Is It Normal to Get a Job Interview Assignment?

Applying for jobs takes a lot of time—to network, research companies,browse job postings, pull together your materials, prepare for interviews, and follow up. And then there’s also the mental aspect of psyching yourself up before each stage and then waiting to hear back.

Which is why you’re not all that excited when the hiring manager asks if you could complete a take-home assignment as well. It feels like a lot to invest even more time and effort into a job that you haven’t even landed yet.

But before you see it as just one more hoop to jump through, you should know that it’s not just for the company’s benefit.
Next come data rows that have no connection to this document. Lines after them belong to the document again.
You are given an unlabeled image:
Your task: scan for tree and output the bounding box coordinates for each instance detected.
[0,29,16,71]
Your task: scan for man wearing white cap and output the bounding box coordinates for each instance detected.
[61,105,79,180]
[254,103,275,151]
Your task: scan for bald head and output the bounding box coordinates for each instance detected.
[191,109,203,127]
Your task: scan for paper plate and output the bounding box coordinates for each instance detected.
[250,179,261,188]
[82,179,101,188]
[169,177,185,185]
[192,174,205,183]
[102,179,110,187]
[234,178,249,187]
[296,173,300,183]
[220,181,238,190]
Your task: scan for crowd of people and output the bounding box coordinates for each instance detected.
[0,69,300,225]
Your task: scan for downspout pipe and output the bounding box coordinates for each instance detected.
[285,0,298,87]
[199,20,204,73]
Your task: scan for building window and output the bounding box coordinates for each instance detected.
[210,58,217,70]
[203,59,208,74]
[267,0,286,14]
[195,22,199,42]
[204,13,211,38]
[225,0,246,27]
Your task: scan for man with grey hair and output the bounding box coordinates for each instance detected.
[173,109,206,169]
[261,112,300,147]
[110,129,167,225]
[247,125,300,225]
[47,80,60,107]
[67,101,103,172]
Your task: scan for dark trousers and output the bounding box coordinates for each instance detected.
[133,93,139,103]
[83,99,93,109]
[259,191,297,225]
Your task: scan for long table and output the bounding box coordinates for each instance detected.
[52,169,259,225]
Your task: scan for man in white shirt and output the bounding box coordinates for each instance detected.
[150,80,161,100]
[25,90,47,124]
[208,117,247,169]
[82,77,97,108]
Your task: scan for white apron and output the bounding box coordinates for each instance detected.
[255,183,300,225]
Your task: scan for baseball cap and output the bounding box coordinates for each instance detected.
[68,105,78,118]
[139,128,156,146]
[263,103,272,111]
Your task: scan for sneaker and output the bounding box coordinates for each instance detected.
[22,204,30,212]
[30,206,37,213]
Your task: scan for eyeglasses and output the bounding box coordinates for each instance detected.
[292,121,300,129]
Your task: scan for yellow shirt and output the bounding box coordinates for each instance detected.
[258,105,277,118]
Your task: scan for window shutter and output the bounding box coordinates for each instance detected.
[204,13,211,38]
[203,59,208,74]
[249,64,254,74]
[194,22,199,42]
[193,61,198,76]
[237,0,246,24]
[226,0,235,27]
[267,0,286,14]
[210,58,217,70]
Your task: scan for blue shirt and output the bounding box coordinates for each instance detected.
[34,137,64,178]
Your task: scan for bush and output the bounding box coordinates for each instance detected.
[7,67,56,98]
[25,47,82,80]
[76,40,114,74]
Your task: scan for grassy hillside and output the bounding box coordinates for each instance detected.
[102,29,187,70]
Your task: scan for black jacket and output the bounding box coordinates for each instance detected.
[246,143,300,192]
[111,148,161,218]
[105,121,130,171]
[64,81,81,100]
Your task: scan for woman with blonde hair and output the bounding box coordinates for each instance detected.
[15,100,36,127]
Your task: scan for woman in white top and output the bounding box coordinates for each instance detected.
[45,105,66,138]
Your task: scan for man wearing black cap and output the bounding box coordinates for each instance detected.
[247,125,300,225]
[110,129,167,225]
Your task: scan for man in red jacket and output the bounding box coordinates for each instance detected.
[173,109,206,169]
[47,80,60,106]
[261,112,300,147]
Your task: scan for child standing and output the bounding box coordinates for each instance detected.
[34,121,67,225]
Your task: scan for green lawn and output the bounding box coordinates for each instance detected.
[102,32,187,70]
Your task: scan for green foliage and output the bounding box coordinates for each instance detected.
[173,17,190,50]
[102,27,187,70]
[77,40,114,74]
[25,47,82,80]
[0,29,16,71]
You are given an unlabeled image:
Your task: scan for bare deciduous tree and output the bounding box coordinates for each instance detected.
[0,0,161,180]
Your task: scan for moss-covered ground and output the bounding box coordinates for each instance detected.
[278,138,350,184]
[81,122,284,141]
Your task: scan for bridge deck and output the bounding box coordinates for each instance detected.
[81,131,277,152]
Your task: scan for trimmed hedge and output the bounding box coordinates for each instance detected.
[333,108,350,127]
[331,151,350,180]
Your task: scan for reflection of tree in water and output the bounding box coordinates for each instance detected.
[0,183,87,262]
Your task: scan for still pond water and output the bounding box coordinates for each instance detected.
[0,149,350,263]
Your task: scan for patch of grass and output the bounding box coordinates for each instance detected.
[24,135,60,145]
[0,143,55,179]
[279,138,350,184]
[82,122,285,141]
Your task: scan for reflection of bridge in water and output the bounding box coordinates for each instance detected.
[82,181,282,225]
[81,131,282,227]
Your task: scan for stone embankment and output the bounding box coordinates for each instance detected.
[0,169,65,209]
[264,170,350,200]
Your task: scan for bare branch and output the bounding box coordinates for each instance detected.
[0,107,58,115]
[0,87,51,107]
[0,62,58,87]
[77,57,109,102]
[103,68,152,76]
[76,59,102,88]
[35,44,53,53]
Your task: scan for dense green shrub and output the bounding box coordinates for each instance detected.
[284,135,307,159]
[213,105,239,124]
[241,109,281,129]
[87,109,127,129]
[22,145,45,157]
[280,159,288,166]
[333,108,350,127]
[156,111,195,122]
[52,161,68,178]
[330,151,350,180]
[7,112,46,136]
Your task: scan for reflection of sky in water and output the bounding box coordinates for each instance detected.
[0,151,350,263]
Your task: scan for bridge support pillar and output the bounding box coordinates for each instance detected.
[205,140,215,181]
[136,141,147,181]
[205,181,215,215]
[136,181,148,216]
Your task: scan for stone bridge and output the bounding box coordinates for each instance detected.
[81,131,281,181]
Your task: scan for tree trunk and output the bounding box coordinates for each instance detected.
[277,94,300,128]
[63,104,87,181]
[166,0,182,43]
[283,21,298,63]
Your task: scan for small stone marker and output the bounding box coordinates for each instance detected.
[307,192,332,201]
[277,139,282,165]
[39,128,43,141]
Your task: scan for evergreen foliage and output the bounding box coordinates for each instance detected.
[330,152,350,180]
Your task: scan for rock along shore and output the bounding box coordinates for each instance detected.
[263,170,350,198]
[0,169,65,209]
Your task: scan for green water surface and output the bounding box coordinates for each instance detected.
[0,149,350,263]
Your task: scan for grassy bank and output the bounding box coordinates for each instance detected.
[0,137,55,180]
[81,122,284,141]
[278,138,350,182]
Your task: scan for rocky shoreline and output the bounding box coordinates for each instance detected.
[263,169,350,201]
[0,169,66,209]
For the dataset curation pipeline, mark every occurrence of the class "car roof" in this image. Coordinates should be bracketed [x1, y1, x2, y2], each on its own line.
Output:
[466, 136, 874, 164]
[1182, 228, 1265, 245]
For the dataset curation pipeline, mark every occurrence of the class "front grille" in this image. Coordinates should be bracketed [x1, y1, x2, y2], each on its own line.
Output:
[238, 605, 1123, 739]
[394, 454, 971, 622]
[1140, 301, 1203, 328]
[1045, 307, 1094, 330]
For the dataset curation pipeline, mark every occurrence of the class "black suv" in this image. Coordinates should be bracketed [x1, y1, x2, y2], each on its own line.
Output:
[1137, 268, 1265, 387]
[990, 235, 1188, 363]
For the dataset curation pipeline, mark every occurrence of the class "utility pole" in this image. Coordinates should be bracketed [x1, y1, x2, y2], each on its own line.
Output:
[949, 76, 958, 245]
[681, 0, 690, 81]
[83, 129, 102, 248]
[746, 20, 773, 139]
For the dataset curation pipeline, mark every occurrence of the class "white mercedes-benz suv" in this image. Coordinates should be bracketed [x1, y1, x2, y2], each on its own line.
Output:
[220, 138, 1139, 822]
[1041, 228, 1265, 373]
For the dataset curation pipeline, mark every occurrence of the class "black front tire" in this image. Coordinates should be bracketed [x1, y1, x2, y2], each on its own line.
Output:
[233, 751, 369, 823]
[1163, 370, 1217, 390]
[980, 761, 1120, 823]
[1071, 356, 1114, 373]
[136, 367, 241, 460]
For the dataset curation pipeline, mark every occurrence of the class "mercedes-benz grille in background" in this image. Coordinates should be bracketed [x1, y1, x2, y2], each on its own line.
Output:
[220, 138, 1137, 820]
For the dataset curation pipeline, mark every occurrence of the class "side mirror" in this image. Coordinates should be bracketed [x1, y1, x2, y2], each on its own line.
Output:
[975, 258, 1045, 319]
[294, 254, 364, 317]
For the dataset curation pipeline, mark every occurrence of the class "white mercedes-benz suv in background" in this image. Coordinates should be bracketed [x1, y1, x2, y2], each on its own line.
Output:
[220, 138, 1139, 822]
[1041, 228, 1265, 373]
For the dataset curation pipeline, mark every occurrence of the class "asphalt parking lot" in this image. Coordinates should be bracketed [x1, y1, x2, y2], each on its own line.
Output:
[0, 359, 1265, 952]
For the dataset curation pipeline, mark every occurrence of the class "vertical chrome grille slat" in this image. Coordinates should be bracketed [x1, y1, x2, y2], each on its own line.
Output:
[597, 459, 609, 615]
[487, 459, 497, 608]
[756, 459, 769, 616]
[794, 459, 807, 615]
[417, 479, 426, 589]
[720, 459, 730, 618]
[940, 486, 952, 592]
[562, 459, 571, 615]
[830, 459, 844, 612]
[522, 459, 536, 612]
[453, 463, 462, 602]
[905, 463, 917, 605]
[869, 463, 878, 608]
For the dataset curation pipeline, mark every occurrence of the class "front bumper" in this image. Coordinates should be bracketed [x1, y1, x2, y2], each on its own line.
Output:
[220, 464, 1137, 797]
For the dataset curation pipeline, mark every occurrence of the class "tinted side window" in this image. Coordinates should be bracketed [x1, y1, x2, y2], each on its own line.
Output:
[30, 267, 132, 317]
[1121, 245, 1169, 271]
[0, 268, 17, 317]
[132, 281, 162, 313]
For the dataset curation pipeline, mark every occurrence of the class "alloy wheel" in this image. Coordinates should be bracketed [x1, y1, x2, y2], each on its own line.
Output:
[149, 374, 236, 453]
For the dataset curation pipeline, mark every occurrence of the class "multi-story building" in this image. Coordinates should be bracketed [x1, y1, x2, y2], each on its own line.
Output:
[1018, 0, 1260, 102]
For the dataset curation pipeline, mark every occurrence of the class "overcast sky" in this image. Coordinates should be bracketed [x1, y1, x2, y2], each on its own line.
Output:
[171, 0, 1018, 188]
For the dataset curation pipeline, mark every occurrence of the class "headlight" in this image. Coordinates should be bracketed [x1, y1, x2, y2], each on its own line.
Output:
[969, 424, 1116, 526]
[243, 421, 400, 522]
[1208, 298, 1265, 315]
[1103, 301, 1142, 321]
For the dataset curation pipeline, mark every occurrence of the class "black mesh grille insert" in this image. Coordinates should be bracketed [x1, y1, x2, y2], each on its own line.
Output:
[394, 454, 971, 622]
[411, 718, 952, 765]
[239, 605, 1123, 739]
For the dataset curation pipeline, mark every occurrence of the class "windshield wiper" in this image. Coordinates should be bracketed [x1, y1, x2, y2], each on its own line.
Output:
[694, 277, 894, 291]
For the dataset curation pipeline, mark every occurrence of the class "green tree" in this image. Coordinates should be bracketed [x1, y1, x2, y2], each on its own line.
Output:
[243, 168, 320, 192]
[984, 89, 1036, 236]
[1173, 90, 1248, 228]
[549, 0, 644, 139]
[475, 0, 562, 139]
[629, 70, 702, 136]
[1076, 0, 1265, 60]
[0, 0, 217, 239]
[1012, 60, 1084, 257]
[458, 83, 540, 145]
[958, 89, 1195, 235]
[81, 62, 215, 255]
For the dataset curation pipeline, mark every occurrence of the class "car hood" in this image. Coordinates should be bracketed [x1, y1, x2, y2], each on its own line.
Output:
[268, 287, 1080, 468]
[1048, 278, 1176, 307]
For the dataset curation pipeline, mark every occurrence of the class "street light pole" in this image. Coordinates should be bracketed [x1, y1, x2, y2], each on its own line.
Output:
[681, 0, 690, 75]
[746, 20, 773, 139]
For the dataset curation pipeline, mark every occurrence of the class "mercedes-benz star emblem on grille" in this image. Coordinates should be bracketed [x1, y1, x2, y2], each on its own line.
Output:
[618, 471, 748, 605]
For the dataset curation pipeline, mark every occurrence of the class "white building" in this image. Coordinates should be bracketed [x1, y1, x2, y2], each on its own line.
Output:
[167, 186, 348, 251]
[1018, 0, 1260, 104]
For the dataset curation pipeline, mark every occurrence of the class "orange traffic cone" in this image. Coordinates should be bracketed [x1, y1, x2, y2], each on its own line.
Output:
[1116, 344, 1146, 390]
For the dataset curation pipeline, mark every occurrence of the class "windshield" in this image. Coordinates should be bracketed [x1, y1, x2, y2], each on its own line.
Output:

It helps you, too.

How Interview Assignments Help You

As an applicant, two of your biggest concerns are showing you can do the job, and beating out the competition. A take-home assignment gives you the opportunity to do both.

The hiring manager’s picked a task to weed out anyone who exaggerated on their application. So, think of this as an opportunity for you strut your stuff.

Anyone can say they’re detail-oriented, or that they think outside the box, or that they know how to code, but an interview assignment gives you the chance to demonstrate it. It really is worth taking your time to show that you’re (literally) up to the task. Turning in a perfect edit test or some ideas for how you’d take an initiative in a fresh direction can be just the thing to distinguish you from other candidates.

Additionally, these tests are reflective of the kinds of projects you could expect in your new role. So, if it’s incredibly hard, you have to get a mentor’s help, and it takes you all weekend to complete something you feel good about, it could be an indication that this role isn’t going to be the best fit on your end—which is a valuable lesson for you to learn before you sign on.